Rifles, most hand-built by employees, bedeck the walls of many offices. Gun racks nestle beside desks like lethal coat stands.
But it is neither things that shoot nor get shot that draw people to this unassuming cluster of buildings hard on the highway. Rather, leaders of businesses, schools, and government agencies visit Midway to learn how it has adopted the Baldrige principles and translated them into meticulously designed processes—more than 1,500 at last count—that govern everything down to locking up at close of business. This is a company in thrall to best practices, which are defined by Midway as "the highest sustainable level of performance which we judge ourselves against." The place is like Jack Welch–era GE, with antlers.
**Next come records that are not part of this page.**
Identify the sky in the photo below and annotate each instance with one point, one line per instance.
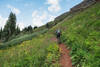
(34, 12)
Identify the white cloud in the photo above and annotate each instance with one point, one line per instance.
(2, 21)
(54, 5)
(21, 25)
(14, 10)
(38, 18)
(41, 18)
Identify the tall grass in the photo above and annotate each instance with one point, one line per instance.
(20, 39)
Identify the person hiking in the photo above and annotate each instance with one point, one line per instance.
(58, 35)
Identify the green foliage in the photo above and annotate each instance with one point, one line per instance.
(32, 53)
(10, 27)
(20, 39)
(53, 56)
(82, 35)
(27, 29)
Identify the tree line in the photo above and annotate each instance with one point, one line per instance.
(11, 29)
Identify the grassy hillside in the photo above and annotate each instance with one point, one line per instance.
(81, 33)
(38, 52)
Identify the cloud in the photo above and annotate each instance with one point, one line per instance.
(2, 21)
(54, 5)
(41, 18)
(38, 18)
(14, 10)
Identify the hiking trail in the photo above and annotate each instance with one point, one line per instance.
(65, 60)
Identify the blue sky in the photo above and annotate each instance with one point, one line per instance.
(34, 12)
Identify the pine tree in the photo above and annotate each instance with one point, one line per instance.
(17, 30)
(10, 27)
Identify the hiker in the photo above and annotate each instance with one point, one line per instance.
(58, 35)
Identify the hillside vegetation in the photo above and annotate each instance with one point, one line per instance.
(81, 33)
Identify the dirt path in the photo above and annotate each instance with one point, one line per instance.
(65, 60)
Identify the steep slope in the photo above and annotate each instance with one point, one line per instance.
(81, 33)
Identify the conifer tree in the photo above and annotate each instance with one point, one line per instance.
(10, 27)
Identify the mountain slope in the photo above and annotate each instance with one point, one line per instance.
(81, 33)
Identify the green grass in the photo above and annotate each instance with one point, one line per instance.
(32, 53)
(82, 34)
(21, 38)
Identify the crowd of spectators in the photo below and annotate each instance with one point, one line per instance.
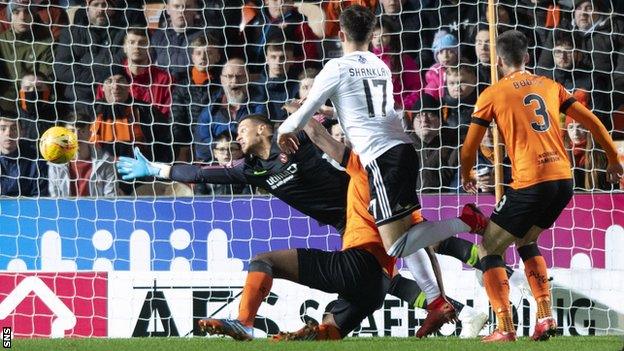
(174, 84)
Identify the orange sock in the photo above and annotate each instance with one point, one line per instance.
(537, 276)
(257, 288)
(497, 288)
(328, 332)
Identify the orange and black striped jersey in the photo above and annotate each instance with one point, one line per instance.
(526, 108)
(361, 231)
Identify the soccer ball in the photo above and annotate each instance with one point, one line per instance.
(58, 145)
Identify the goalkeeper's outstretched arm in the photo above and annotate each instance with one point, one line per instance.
(138, 167)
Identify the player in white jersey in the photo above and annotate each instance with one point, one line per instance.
(360, 87)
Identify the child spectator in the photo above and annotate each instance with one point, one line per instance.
(22, 174)
(92, 173)
(405, 15)
(445, 52)
(278, 82)
(460, 97)
(194, 89)
(405, 72)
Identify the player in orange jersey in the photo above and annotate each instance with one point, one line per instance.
(525, 108)
(359, 273)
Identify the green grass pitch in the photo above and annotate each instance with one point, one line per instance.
(599, 343)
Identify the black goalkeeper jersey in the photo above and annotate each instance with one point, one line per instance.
(303, 180)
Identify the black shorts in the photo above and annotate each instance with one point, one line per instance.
(538, 205)
(392, 181)
(354, 274)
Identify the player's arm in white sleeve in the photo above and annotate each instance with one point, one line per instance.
(324, 86)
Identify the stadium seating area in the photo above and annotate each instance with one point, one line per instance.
(173, 78)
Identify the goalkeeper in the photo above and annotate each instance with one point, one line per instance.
(298, 180)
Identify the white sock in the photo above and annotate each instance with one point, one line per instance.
(425, 234)
(419, 264)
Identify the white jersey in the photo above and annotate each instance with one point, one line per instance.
(359, 86)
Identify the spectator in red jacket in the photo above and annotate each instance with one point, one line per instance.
(149, 83)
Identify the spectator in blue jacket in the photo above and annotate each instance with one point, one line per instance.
(236, 99)
(21, 174)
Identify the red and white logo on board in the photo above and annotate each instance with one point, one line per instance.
(54, 304)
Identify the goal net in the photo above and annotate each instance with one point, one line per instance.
(84, 253)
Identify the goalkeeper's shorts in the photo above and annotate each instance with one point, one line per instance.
(354, 274)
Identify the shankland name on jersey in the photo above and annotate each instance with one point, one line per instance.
(360, 88)
(369, 72)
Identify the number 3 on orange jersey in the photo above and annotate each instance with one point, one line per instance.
(539, 111)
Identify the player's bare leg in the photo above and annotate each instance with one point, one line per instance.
(537, 276)
(263, 269)
(401, 239)
(495, 241)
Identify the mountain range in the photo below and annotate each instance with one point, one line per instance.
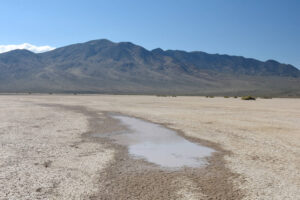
(102, 66)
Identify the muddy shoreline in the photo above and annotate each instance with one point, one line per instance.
(129, 178)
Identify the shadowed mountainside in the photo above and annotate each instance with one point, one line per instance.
(101, 66)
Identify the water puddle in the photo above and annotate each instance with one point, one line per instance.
(158, 144)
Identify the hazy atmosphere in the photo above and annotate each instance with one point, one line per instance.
(261, 29)
(150, 100)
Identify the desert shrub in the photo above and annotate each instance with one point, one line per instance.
(248, 98)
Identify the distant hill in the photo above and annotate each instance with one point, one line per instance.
(102, 66)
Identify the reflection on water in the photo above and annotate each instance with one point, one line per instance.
(158, 144)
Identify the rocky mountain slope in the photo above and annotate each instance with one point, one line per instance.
(102, 66)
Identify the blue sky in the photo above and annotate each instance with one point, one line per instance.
(261, 29)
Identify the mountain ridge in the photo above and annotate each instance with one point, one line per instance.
(102, 66)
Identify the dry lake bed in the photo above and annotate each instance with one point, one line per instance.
(148, 147)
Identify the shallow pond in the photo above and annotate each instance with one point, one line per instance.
(159, 145)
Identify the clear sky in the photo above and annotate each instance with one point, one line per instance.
(261, 29)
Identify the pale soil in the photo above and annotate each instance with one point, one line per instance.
(263, 137)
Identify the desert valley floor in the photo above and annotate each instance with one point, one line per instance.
(48, 150)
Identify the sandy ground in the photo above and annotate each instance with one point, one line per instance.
(45, 155)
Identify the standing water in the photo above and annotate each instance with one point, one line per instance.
(159, 145)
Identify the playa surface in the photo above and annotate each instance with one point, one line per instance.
(49, 149)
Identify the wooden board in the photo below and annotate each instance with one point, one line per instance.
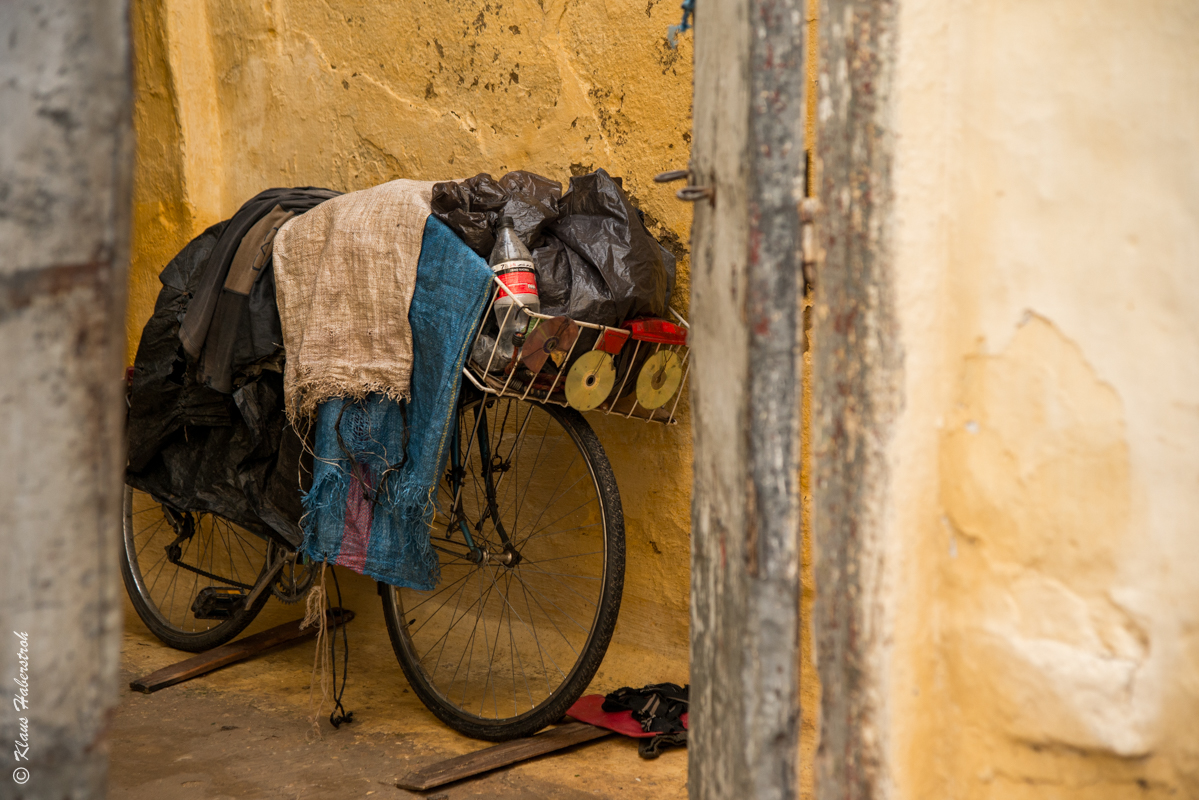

That definition of best practices, as well as 59 other terms, is displayed on signs throughout the facility and rotated weekly so everyone is exposed to every one. Communication is a core Baldrige value, so copies of the company's mission statement, goals, and code of conduct are ubiquitous. On a central wall in the clean and cavernous warehouse, performance metrics, project updates, and customer comments flit across a large flat screen. As we peruse the wall, Potterfield talks about Midway's dedication to continuous improvement. Two hours later, we pass the wall again, and someone has added a poster describing the company's 21 types of meetings: their frequency, duration, attendance, and purpose. Potterfield looks gratified. "Well, there you go," he says.
On the day I visit Midway, Carter Ward, executive director of the Missouri School Boards' Association, comes by to discuss the practicality of involving the state's 522 school districts in Baldrige. Potterfield urges him to start with Strategic Planning, which he calls the application's "master category." Organizations failing to master that discipline, Potterfield suggests, take risks every time they put one foot in front of the other. "That's Midway's process," he says, gesturing toward a large poster board propped on an easel. "It's beautiful. Twenty-three steps. Best in class. Outstanding. You want a copy for your office?"
At Midway, the strategic plan is assembled from company action plans, which are different from department action plans, department process initiatives, and strategic process initiatives. Krishnasundeep Boinpally, an industrial engineer, has been assigned the unenviable task of explaining it all to me. By way of illustration, he describes the development of the most ambitious project in Midway's history: a $5 million fulfillment system called Nitro Express. Nitro achieved company-action-plan status in 2010 and swiftly became part of the strategic plan. For the next 18 months, the strategic-planning team tracked and adjusted its milestones, resource requirements, user impact, and expected results with the assiduity of Mission Control monitoring the space shuttle. The sprawling, package-bearing roller coaster was completed last April, on time and on budget. It makes possible Midway's popular same-day shipping policy (no cakewalk for a business that offers 120,000 products) and will allow it to increase order capacity 10 percent each year for the next decade.